Last Updated Mar 14, 2018 12:31 AM EDT

Stephen Hawking, the world-famous physicist who was walking proof any disability could be overcome, has died, a spokesman for his family confirmed Wednesday. He was 76.

His three children Lucy, Robert and Tim, said in a statement “we will miss him forever.” 

“We are deeply saddened that our beloved father passed away today,” his children said in a statemetn. “He was a great scientist and an extraordinary man whose work and legacy will live on for many years. His courage and persistence with his brilliance and humor inspired people across the world. He once said, ‘It would not be much of a universe if it wasn’t home to the people you love.'”

Hawking was born in Oxford, England in 1942. He was a 21-year-old Ph.D student when he was diagnosed with Amyotrophic Lateral Sclerosis (ALS), or Lou Gehrig’s disease — and told he had just a year or two to live.

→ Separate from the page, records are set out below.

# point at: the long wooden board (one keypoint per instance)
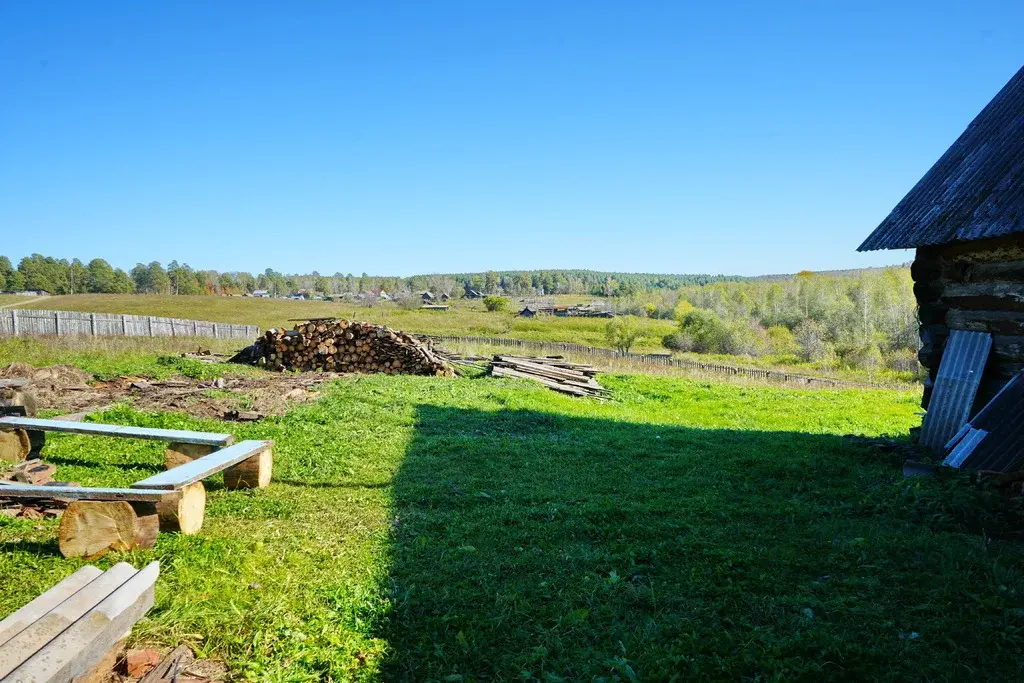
(203, 467)
(93, 429)
(89, 638)
(32, 612)
(32, 639)
(82, 493)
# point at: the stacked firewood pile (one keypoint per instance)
(553, 372)
(347, 346)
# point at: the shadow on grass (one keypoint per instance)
(331, 484)
(41, 548)
(532, 546)
(79, 462)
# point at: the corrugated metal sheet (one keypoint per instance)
(995, 438)
(965, 447)
(956, 383)
(975, 190)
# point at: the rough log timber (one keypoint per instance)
(348, 346)
(553, 373)
(976, 286)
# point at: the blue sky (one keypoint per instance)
(403, 137)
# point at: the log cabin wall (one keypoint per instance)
(976, 286)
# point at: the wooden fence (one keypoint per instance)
(658, 359)
(65, 323)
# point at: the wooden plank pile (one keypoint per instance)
(75, 631)
(553, 372)
(348, 346)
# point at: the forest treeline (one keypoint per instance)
(97, 276)
(864, 319)
(861, 318)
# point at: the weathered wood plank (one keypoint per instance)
(82, 493)
(93, 429)
(200, 469)
(27, 643)
(89, 638)
(30, 613)
(995, 322)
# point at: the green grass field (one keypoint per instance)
(466, 318)
(482, 529)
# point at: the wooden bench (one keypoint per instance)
(182, 444)
(100, 519)
(246, 465)
(75, 630)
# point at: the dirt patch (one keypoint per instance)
(55, 377)
(70, 390)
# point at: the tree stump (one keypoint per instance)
(90, 528)
(146, 524)
(183, 510)
(251, 473)
(14, 445)
(179, 454)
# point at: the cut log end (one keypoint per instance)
(14, 445)
(252, 473)
(91, 528)
(183, 510)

Although he would be confined to a wheelchair and largely unable to speak except through a voice synthesizer, he lived a lot longer than that.  

His 1988 book, “A Brief History of Time,” explaining the mysteries of the universe in layman’s language,   became an international bestseller and made him an unlikely world-wide celebrity. The book sold more than 10 million copies. 

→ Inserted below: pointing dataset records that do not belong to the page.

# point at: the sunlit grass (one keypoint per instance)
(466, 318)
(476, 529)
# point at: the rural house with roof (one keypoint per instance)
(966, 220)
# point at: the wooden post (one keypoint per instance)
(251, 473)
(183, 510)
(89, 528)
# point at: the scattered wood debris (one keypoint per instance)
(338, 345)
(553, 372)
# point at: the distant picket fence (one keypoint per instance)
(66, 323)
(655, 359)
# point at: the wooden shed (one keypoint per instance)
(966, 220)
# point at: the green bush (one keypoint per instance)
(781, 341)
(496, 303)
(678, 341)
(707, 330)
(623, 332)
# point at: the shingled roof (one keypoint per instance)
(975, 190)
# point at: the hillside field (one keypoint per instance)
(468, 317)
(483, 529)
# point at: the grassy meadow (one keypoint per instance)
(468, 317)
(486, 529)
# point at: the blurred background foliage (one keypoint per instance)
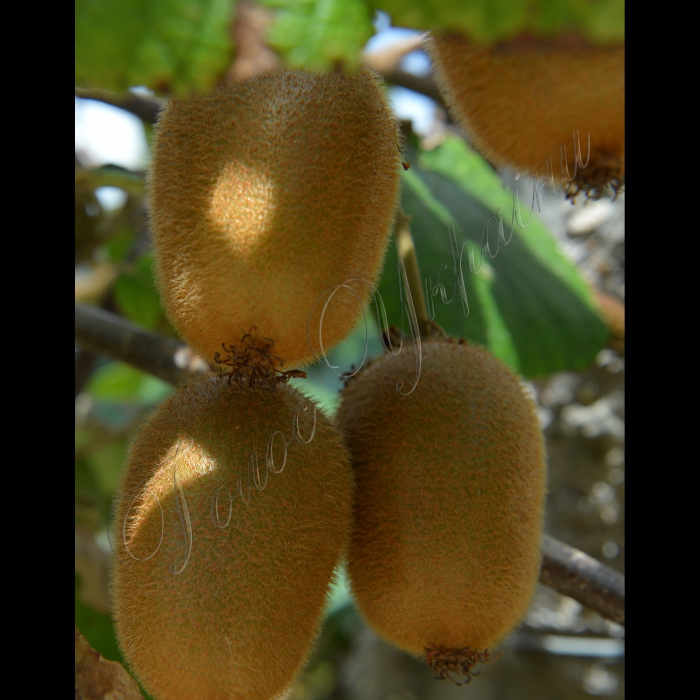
(532, 303)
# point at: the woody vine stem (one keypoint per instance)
(564, 568)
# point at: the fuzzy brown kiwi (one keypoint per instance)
(521, 101)
(266, 193)
(219, 585)
(445, 549)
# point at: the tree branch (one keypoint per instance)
(583, 578)
(105, 333)
(564, 568)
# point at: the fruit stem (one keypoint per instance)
(407, 252)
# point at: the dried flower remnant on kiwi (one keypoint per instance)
(460, 662)
(253, 364)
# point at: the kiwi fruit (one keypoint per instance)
(265, 194)
(236, 508)
(522, 101)
(444, 555)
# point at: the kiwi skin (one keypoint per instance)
(264, 194)
(445, 548)
(522, 100)
(240, 620)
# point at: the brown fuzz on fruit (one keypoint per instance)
(265, 194)
(236, 508)
(445, 548)
(458, 662)
(522, 101)
(252, 363)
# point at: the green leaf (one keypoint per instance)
(489, 21)
(317, 34)
(177, 46)
(117, 381)
(528, 304)
(136, 294)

“For me it is quite an achievement,” he said. “I never thought I could get so far.”

Hawking was one of former President Obama’s first recipients of the Medal of Freedom, awarded because he had overcome disability to push the boundaries of science. 

“Professor Stephen Hawking is a brilliant man and a mediocre student,” Mr. Obama said. 

He may have been confined to a wheelchair, but his mind knew no limits. Always fascinated by space, he took a zero-gravity flight in 2007 — the first time in 40 years he could move without the chair. He was a personality who transcended science and popular culture.

“I fit the stereotype of a disable genius in that I’m clearly disabled but I’m not a genius like Einstein was,” Hawking said. 

But he was a popular genius and a media star. He had a role on “Star Trek.” And he knew he had made it when his cartoon avatar had a cameo on The Simpsons.

He called the episode “very funny and now almost as many people know me through ‘The Simpsons’ as through my science.” 

He’ll be remembered not just as one of the more remarkable personalities of the scientific world — but as an inspiration figure. An authority on the past — and the future. 

“I believe that the long-term future of the human race must be in space,” Hawking said. “Human race should not have all eggs in one basket, or in one planet.”